The men's sportswear line includes Tommy Bahama Collection, Tommy Bahama Relax, Tommy Bahama IslandActive, and Tommy Bahama Denim; Women's products include sportswear, denim, and swimwear. In addition to company manufactured offering of sportswear, they license home indoor and outdoor furnishings, eyewear, watches, umbrellas, luggage, hats, and men's and women's fragrances. The brand also licenses international companies to manufacture sportswear and operate Tommy Bahama's retail locations in Canada, Hong Kong, Macau, Singapore, Japan, United Arab Emirates and Australia.

Airstream also manufactures a Class B RV based on a Mercedes-Benz Sprinter chassis in a "Tommy Bahama Resort Edition", with 4 different models.

==Liquor range==

Tommy Bahama launched its own brand of rum in 2007. The line includes two varieties, White Sand, a light rum; and Golden Sun, an aged, dark rum. Both varieties are produced by R.L. Seale Distillery, which has been producing rum for more than 80 years in Barbados.

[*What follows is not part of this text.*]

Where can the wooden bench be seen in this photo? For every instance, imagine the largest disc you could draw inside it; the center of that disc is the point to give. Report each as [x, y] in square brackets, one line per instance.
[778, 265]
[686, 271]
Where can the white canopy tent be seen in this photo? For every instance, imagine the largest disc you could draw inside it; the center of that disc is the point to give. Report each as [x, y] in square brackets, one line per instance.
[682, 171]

Tommy Bahama Rum was awarded the Double Gold for Tommy Bahama Golden Sun and Gold for Tommy Bahama White Sands at the 2010 San Francisco World Spirits Competition. As of October 2012, liquor ratings aggregator Proof66.com placed the White Sand and Golden Sun rums in its "Tier 1" category, indicating the "Highest Recommendation."

== Resort ==
In 2023, the brand opened its first resort, the Tommy Bahama Miramonte Resort & Spa, in partnership with CoralTree Hospitality, and the real estate investment company Lowe who first acquired the site in 2020. The 215-room property, which first opened in 1963, underwent a $20 million renovation and features decor inspired by the brand including woven textures and tropical prints.

==Headquarters==

The corporate headquarters of Tommy Bahama is located at 400 Fairview in the South Lake Union neighborhood of Seattle, Washington, and was built in 2015.